Selama krisis, ada kecenderungan meningkatnya prevalensi gizi kurang dan gizi buruk terutama
pada kelompok umur 6-23 bulan. Munculnya kasus-kasus marasmus, kwashiorkor merupakan
indikasi adanya penurunan ketahanan pangan tingkat rumah tangga. Upaya untuk mencegah
semakin memburuknya keadaan gizi masyarakat di masa mendatang harus dilakukan segera dan
direncanakan sesuai masalah daerah sejalan dengan kebijakan pemerintah dalam pelaksanaan
desentralisasi. Undang-Undang Nomor 22 tahun 1999 tentang Pemerintahan Daerah, Undang-
Undang Nomor 25 tahun 1999 tentang Perimbangan Keuangan antara Pemerintah Pusat dan
Daerah, dan Peraturan Pemerintah Nomor 25 tahun 2000 tentang Kewenangan Pemerintah dan
Provinsi sebagai daerah otonom, mengatur kewenangan pemerintahan daerah dalam
merencanakan dan melaksanakan pembangunan termasuk pembangunan di bidang pangan dan
gizi. Iklim baru ini merupakan peluang untuk percepatan pencapaian sasaran nasional dan global.
Adanya kebijakan dan strategi yang tepat, program yang sistematis mulai dari
perencanaan, pelaksanaan, dan pemantauan akan sangat mendukung pencapaian sasaran
nasional.
BAB III
PENUTUP
3.1 Kesimpulan
Gizi buruk adalah bentuk terparah (akut), merupakan keadaan kurang gizi tingkat berat
yang disebabkan oleh rendahnya tingkat konsumsi energi dan protein dan makanan sehari-hari
dan terjadi dalam waktu yang cukup lama. Penyebab gizi buruk terdiri dari penyebab langsung
dan tidak langsung. Penyebab langsung, yaitu kurangnya asupan gizi dari makanan, akibat
terjadinya penyakit yang mengakibatkan infeksi. Sedangkan penyebab tidak langsungnya yaitu
ketahanan pangan keluarga yang kurang memadai, pola pengasuhan anak kurang memadai,
pelayanan kesehatan dan lingkungan kurang memadai. Tipe gizi buruk terdiri dari marasmus,
kwashiorkor, marasmic-kwashiorkor.
3.2 Saran
Ketidakseriusan pemerintah terlihat jelas ketika penanganan kasus gizi buruk terlambat.
Seharusnya penanganan pelayanan kesehatan dilakukan disaat penderita gizi buruk belum
mencapai tahap membahayakan. Setelah kasus gizi buruk merebak barulah pemerintah
melakukan tindakan (serius). Keseriusan pemerintah tidak ada artinya apabila tidak didukung
masyarakat itu sendiri. Sebab, perilaku masyarakat yang sudah membudaya selama ini
adalah,anak-anak yang menderita penyakit kurang mendapatkan perhatian orang tua. Anak-anak
itu hanya diberi makan seadanya, tanpa peduli akan kadar gizi dalam makanan yang diberikan.

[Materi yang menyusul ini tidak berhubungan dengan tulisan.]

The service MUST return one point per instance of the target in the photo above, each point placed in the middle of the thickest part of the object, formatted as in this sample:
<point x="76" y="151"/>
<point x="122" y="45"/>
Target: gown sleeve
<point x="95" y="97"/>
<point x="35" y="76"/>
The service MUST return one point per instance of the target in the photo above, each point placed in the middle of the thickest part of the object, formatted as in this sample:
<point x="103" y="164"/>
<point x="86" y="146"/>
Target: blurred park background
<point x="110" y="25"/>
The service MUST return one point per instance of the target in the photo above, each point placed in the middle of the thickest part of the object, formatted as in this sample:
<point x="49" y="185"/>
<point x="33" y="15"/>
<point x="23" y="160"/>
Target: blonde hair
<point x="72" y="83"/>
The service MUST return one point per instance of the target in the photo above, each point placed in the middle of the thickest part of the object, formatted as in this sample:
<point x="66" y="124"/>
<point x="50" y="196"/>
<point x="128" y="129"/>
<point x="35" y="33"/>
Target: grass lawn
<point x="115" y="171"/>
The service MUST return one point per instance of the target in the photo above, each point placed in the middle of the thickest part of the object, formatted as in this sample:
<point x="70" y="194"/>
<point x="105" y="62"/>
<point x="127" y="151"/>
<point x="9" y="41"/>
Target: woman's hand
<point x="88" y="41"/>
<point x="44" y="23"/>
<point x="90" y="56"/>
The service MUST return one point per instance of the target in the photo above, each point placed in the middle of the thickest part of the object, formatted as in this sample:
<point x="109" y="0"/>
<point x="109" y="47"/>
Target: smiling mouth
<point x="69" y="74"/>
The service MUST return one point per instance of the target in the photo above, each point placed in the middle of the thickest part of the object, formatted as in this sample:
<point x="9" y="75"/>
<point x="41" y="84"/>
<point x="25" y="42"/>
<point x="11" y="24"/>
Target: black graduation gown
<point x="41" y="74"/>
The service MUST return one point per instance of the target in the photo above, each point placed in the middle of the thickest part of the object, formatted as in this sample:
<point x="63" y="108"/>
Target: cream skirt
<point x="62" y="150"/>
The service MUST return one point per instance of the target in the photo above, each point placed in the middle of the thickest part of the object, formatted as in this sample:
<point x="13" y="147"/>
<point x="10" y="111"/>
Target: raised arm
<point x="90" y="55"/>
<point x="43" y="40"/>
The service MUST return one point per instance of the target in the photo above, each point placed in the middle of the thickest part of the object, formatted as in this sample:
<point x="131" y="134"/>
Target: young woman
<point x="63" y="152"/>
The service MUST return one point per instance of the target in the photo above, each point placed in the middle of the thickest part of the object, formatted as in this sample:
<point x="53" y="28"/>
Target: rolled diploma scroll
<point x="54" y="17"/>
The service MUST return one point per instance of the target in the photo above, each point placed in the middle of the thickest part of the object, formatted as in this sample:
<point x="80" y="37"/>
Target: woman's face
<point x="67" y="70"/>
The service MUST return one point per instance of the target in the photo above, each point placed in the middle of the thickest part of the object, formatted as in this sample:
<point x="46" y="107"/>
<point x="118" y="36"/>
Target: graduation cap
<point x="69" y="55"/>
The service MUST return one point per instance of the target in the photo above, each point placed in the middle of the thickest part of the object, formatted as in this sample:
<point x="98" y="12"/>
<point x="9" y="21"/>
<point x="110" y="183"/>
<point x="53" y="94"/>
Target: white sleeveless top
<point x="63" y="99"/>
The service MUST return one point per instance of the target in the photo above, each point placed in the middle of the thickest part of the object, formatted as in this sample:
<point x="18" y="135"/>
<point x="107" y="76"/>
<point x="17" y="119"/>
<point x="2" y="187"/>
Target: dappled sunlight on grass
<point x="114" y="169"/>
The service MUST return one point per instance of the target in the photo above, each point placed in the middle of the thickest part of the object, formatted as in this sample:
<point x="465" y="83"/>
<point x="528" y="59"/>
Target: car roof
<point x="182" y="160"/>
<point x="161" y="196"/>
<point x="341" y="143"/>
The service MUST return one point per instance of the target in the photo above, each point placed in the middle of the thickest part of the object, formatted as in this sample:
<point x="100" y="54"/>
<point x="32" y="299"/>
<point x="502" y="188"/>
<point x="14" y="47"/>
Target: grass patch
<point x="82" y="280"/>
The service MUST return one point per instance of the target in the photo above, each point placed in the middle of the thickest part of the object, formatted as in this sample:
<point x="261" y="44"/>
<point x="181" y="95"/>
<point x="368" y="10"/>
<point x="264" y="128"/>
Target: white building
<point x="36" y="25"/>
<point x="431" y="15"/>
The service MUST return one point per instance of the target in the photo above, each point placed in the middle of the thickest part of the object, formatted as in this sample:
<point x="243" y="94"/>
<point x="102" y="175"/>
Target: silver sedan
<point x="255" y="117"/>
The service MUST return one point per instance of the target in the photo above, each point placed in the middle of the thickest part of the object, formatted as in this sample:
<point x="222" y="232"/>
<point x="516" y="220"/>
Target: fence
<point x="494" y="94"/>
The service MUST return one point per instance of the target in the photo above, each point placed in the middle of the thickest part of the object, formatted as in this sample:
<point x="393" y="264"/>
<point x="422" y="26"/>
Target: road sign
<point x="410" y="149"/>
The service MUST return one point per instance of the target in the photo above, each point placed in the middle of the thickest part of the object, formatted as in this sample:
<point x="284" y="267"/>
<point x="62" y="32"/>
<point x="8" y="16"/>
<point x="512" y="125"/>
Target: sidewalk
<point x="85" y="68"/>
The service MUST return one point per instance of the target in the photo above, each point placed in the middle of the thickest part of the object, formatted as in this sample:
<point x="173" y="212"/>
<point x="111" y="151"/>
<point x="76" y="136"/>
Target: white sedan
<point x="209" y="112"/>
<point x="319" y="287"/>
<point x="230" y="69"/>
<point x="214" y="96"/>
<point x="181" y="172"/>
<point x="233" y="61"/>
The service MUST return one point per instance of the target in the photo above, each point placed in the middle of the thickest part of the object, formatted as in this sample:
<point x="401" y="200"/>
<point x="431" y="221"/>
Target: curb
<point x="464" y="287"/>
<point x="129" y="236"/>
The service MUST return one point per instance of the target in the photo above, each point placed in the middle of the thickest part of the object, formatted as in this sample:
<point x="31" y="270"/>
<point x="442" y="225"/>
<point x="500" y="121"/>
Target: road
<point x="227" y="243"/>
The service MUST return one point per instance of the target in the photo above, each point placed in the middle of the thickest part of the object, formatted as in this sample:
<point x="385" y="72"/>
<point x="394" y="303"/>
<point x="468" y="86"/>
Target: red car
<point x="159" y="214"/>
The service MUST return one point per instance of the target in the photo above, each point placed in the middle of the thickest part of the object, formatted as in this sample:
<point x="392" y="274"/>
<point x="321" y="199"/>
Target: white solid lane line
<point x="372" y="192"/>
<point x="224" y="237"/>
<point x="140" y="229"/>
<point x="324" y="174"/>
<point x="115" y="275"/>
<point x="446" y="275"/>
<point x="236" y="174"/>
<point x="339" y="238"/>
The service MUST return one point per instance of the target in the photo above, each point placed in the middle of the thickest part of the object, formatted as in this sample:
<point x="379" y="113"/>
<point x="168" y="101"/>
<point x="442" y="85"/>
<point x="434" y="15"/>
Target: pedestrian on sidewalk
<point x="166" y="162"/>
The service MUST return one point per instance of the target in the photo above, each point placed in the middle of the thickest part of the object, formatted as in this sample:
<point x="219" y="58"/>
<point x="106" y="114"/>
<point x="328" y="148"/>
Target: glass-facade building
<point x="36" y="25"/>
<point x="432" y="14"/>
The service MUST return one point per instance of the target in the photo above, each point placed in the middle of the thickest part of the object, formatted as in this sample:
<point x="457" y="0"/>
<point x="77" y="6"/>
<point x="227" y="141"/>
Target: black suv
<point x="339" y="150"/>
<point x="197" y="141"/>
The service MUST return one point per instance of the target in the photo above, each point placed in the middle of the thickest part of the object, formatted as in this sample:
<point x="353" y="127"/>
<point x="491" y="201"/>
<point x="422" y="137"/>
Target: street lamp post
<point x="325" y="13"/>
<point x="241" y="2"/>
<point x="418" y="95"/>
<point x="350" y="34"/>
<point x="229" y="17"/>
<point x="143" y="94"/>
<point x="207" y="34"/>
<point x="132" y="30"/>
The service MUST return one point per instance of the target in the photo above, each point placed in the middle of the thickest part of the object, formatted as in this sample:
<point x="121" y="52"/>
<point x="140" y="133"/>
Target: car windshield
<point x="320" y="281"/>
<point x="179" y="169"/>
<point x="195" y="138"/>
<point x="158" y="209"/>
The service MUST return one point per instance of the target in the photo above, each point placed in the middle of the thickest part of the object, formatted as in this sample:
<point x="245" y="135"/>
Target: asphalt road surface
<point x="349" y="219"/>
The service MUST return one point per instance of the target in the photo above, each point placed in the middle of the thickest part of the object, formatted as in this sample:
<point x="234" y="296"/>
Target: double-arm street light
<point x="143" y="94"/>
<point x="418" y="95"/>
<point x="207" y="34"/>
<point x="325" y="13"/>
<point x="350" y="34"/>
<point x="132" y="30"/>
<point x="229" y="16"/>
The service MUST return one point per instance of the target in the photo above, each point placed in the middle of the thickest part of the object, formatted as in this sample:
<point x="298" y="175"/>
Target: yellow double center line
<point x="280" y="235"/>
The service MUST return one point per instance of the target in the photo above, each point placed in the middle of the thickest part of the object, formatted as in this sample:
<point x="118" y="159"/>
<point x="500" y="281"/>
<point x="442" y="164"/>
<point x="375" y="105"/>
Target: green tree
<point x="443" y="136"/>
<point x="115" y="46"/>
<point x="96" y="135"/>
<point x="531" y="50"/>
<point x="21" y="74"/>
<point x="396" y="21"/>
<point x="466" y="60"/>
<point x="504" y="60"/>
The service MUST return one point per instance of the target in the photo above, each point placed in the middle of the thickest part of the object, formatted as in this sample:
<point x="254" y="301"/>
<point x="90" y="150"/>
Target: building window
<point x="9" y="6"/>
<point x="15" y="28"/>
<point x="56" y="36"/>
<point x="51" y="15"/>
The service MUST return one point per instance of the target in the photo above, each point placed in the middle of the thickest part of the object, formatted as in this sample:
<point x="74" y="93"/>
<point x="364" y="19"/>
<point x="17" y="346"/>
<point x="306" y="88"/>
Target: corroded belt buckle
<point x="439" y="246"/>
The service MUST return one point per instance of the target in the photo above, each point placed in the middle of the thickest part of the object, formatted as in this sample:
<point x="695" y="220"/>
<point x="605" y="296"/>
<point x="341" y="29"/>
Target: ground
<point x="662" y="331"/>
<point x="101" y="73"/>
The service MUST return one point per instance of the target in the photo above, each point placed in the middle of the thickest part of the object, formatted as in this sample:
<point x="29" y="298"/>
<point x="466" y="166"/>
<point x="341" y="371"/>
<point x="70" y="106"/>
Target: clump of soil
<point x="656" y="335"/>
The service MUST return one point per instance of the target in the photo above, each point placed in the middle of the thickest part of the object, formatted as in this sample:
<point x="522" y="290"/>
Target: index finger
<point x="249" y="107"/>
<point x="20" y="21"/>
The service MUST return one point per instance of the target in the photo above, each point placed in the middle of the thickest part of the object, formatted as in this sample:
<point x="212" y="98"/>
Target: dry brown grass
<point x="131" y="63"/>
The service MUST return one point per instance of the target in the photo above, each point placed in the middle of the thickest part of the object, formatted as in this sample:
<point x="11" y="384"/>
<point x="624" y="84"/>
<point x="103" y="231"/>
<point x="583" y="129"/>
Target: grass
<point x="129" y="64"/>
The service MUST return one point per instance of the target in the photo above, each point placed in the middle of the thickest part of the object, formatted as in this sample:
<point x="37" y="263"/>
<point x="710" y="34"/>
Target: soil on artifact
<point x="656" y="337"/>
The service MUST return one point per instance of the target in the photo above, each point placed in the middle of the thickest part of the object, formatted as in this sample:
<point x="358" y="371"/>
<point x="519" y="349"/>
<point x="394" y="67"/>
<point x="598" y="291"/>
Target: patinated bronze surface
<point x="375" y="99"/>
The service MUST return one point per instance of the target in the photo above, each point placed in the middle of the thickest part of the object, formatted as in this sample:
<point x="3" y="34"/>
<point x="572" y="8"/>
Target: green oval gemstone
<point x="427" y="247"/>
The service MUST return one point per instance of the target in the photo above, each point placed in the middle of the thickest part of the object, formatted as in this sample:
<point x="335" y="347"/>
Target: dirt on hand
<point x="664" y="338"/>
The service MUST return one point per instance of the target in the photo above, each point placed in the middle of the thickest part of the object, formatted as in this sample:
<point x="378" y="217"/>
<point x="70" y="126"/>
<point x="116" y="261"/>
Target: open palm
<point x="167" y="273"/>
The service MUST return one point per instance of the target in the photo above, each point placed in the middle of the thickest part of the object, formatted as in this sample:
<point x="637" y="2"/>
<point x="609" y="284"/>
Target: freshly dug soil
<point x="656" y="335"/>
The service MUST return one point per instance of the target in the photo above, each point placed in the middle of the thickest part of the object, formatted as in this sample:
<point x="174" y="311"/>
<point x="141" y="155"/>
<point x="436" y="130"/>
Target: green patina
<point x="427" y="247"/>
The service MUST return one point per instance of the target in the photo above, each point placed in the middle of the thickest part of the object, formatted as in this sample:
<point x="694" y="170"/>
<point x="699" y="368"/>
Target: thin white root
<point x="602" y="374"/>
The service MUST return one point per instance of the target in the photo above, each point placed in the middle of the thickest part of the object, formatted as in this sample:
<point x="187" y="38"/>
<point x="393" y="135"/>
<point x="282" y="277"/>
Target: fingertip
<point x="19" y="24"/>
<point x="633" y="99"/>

Apalagi kalau persediaan pangan keluarga sudah menipis. Tanpa data dan informasi yang cermat
dan lengkap sebaiknya jangan terlalu cepat menyimpulkan bahwa adanya gizi buruk
identik dengan kemiskinan. Dan seharusnya para ibu mengupayakan sesuatu yang terbaik untuk
anaknya yang nantinya anak tersebut dapat menolong sang ibu.